Her model has led to a wide range of investments. There’s Pigeonly, for example, which provides cut-rate communication services to connect America’s roughly 2.3 million prison inmates with their families on the outside, or Clinicas del Azúcar (Sugar Clinics), which runs a chain of inexpensive, retail diabetes clinics in Mexico, addressing part of a global epidemic. “If they can show how to solve this problem, then everyone is interested,” says Luckett. Another company, PharmaSecure, operates in India and Nigeria, tracking unique ID codes on medicine so that consumers can verify a product’s authenticity via text message and avoid consuming one that’s fake, or even dangerous.

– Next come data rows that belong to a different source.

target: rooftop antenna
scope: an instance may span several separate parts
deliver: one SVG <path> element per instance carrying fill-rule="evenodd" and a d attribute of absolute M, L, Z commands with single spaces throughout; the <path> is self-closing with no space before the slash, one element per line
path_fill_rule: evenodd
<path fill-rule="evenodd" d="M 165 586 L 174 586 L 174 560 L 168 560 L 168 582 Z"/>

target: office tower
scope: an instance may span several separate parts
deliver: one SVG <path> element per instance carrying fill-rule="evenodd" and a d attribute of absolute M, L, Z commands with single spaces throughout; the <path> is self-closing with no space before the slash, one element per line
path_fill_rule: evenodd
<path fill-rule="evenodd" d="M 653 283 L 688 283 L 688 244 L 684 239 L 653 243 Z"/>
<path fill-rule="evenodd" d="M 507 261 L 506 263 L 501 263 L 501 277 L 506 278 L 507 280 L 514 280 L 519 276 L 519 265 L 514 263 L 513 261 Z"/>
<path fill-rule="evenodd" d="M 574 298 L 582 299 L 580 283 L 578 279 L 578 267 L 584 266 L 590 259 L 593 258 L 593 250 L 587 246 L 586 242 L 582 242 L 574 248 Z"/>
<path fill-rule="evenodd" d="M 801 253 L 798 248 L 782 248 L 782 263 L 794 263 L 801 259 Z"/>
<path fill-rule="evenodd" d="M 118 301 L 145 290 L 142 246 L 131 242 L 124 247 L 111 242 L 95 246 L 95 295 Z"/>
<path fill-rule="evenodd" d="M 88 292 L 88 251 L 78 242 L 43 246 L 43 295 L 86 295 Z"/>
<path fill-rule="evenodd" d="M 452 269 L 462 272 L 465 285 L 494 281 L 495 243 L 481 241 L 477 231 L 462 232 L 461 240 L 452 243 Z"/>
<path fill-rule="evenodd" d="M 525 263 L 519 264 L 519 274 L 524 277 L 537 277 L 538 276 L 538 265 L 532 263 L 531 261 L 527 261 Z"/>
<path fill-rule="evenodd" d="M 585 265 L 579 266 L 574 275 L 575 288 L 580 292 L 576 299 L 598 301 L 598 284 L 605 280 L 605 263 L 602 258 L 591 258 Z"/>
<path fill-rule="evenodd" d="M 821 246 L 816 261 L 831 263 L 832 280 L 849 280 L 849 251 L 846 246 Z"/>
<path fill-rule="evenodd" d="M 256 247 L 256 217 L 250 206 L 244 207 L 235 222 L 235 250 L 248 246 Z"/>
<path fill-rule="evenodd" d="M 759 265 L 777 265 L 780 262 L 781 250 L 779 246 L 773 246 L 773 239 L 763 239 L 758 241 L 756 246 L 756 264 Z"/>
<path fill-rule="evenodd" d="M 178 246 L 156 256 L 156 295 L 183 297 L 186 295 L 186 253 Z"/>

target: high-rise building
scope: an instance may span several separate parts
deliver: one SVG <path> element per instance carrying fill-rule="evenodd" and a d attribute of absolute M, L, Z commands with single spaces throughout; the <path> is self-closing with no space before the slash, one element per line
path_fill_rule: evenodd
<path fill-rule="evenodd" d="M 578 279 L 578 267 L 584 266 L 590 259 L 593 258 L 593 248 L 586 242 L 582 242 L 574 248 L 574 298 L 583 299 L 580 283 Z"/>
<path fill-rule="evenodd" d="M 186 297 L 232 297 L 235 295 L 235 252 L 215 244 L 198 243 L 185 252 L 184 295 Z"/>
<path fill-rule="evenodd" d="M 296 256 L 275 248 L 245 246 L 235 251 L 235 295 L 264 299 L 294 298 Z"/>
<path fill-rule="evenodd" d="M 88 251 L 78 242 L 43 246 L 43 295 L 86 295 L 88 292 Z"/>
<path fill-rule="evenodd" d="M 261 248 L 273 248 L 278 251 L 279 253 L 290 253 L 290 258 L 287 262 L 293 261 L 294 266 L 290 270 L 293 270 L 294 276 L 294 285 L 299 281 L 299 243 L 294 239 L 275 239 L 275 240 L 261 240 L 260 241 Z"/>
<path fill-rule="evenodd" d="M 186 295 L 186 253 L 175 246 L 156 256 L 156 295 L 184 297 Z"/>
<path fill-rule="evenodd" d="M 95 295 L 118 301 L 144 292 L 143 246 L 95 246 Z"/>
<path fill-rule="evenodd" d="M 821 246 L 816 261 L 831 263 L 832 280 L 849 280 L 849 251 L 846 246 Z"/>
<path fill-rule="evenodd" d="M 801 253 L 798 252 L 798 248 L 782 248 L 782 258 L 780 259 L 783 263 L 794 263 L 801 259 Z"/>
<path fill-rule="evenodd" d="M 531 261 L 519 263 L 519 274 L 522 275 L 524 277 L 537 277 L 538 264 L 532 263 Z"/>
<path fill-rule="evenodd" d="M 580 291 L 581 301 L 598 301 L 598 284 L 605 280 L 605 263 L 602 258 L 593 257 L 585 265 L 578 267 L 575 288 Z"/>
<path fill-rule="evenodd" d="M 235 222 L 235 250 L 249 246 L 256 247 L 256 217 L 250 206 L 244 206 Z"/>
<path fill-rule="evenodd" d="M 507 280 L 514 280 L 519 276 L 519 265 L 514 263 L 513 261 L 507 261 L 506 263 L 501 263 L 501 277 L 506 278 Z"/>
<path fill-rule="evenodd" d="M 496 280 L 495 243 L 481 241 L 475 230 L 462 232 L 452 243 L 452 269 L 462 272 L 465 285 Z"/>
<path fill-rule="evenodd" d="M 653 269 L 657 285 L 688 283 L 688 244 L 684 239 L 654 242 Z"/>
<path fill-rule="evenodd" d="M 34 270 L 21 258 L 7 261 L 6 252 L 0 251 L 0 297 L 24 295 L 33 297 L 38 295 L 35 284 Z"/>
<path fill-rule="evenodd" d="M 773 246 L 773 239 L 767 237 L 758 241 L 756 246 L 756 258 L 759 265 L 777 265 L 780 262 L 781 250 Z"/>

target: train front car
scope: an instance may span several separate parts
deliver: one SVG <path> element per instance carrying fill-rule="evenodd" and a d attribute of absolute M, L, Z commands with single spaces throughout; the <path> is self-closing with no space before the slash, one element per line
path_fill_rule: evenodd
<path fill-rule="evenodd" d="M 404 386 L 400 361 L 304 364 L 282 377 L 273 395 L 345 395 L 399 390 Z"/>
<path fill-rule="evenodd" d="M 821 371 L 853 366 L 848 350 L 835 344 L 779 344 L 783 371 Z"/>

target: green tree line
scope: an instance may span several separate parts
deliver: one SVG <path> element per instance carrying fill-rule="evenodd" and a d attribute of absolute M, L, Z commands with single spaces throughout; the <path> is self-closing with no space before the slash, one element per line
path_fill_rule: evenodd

These days, Luckett is identifying companies trying to exploit market inefficiencies to the benefit of underserved populations, and making sure they can deliver. “She’s kind of the bad guy at first,” says Millstein. First she asks tough, skeptical questions, then she switches to partner mode. Frederick Hutson, the former prison inmate who runs Pigeonly, says Luckett recently advised against immediately jumping on opportunities to raise new investment capital, and instead encouraged him to continue growing the company. “She helped to bring some balance and clear thinking to it,” Hutson says.

Of course, not all early-stage investments can succeed. A Liberian manufacturing venture, for example, is teetering on collapse as a result of the Ebola epidemic disruption, underscoring the risks in this sector. Luckett herself is full of questions — about how to measure the impact or define the goal and how to scale the operation without making it unwieldy. Raising investment funds isn’t the hard part. “There are many deals, but not many good ones,” she says. Her first order of business is to establish a track record: “If we prove that this is successful, it will bring in many more people.”